The idea of aikido presenting a third option to either fighting or running away appealed to me. I particularly liked the concept that one needs to establish a connection with an attacker in order to properly execute a technique, and that the more committed the attack and throw, the better. Conversely, if two (or more) people only tentatively engage, then true conflict resolution is very difficult.
That concept has helped me a lot. I'm 35 now, but when I was 25, I tended to be a lot more rigid in my thinking about the "right way" and "wrong way" to do things, which made personal relationships rather difficult at times. Learning to apply the idea of establishing a connection first and then being receptive to my opponent's arguments actually made it a lot easier for me to get along and stay happier. That attitude has helped me to respond to arguments with my wife, attacks from my former boss, and tantrums from my 3-year-old by saying, "I understand you're frustrated by ..." (establishing the connection) "...now please hear my point of view."
My actual aikido practice, both at my first school and the one I joined six months ago, tends to be more of the "hard" style with a lot of emphasis on atemi, strong attacks as uke, and good off-balancing and control of uke by nage. The schools differ (often greatly) on the technical details, but the attitudes are remarkably similar. I personally feel that the "aiki-bunny" attitudes I express above are really only worthwhile if you've got strong, effective skills to back them up.
Finally, I think I've had a little disillusionment with aikido over the years, although that's not necessarily a bad thing. I initially bought in to a lot of the stuff that O Sensei was quoted as saying about aikido being the expression of a loving, universal god or some sort of universal truth about relationships.

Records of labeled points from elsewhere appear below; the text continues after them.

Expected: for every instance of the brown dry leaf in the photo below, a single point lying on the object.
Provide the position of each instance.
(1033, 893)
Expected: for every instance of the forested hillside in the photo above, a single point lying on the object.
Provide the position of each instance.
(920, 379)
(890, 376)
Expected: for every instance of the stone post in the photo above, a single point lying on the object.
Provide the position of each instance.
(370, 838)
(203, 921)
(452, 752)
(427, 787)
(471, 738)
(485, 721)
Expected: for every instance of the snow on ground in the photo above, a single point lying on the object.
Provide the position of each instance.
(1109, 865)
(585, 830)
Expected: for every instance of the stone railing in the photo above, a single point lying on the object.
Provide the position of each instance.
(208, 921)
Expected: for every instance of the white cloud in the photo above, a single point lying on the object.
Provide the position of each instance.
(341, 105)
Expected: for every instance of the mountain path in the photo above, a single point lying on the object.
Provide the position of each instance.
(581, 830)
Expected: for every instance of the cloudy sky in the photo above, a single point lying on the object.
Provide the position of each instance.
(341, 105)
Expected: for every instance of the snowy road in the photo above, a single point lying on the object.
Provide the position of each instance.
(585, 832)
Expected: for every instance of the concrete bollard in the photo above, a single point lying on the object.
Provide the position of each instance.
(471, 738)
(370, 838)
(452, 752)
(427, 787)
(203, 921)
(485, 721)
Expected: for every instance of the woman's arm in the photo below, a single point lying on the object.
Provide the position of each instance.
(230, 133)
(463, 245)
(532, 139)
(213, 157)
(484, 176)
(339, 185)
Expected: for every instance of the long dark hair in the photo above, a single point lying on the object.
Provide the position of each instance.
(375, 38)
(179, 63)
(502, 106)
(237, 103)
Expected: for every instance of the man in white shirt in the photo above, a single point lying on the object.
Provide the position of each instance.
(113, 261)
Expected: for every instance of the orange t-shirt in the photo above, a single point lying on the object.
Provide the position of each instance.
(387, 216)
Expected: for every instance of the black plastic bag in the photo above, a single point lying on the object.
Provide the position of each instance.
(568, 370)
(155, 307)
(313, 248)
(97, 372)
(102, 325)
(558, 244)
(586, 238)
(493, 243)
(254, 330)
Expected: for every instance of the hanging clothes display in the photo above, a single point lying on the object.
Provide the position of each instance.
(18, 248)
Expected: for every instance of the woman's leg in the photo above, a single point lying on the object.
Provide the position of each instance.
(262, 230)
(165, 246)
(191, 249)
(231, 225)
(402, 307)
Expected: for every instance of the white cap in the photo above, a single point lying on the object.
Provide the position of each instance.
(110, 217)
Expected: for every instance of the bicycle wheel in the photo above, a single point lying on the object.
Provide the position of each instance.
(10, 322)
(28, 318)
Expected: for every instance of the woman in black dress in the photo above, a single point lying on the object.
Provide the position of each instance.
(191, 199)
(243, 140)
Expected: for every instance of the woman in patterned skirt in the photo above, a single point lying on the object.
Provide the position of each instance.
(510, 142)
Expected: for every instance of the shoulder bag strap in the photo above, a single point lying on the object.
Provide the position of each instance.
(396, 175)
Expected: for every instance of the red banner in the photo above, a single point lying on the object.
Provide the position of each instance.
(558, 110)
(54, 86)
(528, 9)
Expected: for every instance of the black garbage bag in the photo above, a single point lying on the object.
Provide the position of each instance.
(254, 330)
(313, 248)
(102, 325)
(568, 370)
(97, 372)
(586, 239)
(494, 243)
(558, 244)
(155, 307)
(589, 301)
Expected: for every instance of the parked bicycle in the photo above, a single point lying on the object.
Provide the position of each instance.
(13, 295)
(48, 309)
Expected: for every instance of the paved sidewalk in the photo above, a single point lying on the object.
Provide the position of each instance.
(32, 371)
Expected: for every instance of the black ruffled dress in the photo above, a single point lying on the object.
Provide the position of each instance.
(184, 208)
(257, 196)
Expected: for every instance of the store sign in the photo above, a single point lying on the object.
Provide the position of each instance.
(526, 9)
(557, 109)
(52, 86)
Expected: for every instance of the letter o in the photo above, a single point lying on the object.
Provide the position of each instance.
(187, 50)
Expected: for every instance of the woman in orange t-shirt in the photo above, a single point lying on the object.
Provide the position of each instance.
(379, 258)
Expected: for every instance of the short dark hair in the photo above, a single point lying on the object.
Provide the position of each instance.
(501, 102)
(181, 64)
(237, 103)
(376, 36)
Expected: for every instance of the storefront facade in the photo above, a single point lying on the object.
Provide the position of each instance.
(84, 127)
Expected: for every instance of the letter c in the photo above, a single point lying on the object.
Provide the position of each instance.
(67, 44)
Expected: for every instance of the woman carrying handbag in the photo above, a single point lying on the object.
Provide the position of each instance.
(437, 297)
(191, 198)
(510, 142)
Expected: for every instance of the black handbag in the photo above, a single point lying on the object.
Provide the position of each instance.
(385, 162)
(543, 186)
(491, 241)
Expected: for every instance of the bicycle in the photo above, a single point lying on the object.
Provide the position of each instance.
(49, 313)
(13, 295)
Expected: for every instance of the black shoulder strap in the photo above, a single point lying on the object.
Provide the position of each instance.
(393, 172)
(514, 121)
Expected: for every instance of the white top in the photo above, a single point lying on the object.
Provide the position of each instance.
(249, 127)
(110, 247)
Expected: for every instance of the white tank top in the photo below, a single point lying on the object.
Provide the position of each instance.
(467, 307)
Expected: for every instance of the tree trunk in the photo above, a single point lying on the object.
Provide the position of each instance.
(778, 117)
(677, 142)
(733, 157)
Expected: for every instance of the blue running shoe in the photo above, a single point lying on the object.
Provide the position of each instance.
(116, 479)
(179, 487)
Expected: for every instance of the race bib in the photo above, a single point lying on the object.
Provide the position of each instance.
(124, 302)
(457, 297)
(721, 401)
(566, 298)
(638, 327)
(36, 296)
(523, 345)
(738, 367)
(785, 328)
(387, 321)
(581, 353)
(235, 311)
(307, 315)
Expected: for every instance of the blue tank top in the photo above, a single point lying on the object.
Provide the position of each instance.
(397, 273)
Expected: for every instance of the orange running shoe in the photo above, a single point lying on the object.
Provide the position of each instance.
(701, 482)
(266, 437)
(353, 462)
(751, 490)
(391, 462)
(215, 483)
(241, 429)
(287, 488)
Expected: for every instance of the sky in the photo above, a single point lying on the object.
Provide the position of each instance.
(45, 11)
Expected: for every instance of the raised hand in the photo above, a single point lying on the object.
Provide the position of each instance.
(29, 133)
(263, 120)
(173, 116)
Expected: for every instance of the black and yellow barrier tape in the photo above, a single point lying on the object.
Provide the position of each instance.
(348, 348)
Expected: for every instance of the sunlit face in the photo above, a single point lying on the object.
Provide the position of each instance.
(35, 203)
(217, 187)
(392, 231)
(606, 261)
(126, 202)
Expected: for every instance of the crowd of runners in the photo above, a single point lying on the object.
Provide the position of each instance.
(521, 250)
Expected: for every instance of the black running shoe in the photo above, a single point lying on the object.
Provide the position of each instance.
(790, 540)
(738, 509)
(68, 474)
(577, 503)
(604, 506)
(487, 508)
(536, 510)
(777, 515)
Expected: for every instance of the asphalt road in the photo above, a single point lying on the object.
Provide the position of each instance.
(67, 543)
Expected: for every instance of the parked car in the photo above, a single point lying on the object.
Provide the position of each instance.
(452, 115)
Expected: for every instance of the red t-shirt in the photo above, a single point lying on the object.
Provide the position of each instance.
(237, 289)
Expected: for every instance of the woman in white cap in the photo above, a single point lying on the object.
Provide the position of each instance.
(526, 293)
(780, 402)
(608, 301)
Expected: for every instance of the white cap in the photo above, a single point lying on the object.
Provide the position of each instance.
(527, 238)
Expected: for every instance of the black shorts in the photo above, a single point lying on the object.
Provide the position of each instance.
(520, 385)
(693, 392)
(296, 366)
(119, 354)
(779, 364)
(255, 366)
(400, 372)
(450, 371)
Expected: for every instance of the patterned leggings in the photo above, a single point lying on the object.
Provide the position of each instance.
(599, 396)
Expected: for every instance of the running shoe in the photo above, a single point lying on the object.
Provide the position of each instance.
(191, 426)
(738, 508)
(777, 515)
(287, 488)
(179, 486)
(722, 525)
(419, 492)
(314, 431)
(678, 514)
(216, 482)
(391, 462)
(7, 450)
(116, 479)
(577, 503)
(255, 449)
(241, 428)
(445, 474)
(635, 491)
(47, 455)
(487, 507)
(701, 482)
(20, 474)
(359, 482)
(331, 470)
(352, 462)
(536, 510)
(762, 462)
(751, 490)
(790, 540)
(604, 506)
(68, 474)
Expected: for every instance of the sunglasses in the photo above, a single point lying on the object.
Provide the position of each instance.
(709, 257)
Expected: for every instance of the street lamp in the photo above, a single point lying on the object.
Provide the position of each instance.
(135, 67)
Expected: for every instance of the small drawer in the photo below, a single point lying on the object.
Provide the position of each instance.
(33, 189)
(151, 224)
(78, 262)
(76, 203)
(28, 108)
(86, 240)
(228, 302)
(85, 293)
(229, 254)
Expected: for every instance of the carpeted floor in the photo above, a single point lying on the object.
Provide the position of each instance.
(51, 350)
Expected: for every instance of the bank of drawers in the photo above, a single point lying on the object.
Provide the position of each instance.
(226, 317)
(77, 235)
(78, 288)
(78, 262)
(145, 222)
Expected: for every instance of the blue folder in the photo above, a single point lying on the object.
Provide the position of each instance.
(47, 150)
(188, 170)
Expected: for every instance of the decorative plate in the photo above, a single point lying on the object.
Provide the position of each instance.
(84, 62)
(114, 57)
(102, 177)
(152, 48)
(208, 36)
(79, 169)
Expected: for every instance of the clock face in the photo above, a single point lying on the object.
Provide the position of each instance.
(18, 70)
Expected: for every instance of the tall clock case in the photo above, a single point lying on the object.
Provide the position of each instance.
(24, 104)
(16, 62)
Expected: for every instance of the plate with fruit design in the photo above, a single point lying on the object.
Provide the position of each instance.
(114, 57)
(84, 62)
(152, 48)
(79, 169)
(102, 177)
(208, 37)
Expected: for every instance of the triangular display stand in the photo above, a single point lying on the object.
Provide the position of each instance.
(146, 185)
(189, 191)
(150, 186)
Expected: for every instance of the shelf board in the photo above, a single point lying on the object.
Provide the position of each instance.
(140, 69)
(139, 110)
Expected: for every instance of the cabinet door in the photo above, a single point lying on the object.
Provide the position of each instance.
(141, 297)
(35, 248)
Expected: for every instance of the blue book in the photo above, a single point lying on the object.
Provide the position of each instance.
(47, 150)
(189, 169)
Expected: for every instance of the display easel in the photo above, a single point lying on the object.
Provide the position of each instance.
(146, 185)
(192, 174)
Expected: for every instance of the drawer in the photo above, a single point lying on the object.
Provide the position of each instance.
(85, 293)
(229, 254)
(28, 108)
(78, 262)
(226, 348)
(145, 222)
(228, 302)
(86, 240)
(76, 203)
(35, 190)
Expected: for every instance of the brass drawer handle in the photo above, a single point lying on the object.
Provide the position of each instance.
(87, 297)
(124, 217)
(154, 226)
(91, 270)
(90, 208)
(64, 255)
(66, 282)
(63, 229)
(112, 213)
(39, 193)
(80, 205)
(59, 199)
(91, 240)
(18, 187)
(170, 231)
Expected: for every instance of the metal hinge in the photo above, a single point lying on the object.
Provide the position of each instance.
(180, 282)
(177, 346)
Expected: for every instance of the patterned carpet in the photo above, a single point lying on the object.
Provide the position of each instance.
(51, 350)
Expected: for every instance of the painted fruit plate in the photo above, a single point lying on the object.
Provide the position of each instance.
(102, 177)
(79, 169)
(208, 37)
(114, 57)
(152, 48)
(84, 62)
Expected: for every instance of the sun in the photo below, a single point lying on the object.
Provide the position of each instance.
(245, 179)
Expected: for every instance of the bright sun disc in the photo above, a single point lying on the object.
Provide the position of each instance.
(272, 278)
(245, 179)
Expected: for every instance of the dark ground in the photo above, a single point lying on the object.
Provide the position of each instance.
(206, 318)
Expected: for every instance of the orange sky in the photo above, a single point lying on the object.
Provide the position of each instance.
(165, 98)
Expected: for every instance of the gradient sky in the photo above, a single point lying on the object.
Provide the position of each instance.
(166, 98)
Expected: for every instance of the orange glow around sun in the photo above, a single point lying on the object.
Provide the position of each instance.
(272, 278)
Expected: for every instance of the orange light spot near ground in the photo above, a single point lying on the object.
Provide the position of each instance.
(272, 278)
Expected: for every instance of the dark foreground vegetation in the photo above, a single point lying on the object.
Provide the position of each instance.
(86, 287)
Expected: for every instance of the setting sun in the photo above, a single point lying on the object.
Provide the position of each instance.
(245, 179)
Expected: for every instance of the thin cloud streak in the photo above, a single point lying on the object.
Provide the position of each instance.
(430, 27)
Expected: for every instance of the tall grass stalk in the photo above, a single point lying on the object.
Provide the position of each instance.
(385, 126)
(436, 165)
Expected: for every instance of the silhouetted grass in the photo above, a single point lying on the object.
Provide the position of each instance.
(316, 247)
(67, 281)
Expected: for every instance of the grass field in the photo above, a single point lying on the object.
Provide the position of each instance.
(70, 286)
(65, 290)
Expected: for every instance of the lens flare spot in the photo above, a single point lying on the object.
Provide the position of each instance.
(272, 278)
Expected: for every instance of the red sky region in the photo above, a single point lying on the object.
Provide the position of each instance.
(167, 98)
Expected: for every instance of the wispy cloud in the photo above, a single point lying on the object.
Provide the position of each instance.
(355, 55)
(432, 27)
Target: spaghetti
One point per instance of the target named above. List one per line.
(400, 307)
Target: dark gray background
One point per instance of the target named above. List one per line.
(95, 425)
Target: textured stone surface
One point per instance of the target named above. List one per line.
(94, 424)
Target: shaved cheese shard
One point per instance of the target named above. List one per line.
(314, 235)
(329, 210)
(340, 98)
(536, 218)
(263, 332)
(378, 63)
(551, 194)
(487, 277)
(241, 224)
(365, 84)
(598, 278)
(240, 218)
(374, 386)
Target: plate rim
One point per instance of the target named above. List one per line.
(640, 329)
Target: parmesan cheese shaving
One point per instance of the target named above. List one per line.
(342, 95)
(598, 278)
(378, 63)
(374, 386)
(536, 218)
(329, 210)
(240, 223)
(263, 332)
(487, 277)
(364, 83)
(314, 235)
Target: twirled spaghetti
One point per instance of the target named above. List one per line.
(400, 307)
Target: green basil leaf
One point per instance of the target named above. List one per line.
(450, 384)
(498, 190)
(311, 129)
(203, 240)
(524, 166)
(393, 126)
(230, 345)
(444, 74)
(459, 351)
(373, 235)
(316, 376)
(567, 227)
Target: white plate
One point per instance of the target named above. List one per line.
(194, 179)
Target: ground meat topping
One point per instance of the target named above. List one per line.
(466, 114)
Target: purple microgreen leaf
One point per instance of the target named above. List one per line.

However, in the past several years there's been a lot of excellent analysis by Stan Prannin, Peter Goldsbury, and Ellis Amdur that provides a lot of the historical and cultural context of O Sensei's development of aikido, his religious beliefs, and the post-war development of aikido.
The historical analysis revealed that aikido is not necessarily the cross-cultural, feel-good, lovey-dovey art of peaceful reconciliation that it seems to be on the surface. On one hand, aikido is a martial art based on the concept of loving protection of all living things that seeks to protect one's attacker from harm by blending with his attack and controlling it. On the other hand, aikido was a religious expression of O Sensei who saw himself as a shaman dedicated to the divinity of the Japanese emperor and associate with right-wing militarism.
I'm not saying that aikido doesn't have the lovey-dovey stuff, I just think it's a lot harder to project onto aikido the relativist notions of universal love and tolerance and the expression of love as "soft" technique when one knows more about aikido's history and development. In short, I'm a lot less likely to see O Sensei as a saint, and much more likely to appreciate him as a man.
P.S., I sought out aikido for a number of reasons. I learned about it as a kid from a mixture of Steven Segal movies, AD&D, and GI Joe comics! I decided to start training as an adult when I felt I needed a way to protect myself that bridged the gap between running away from an attacker and shooting him. During my practice, I've found an art that is deep, rich, and immensely rewarding. It offers effective self-defense, but also a lot more.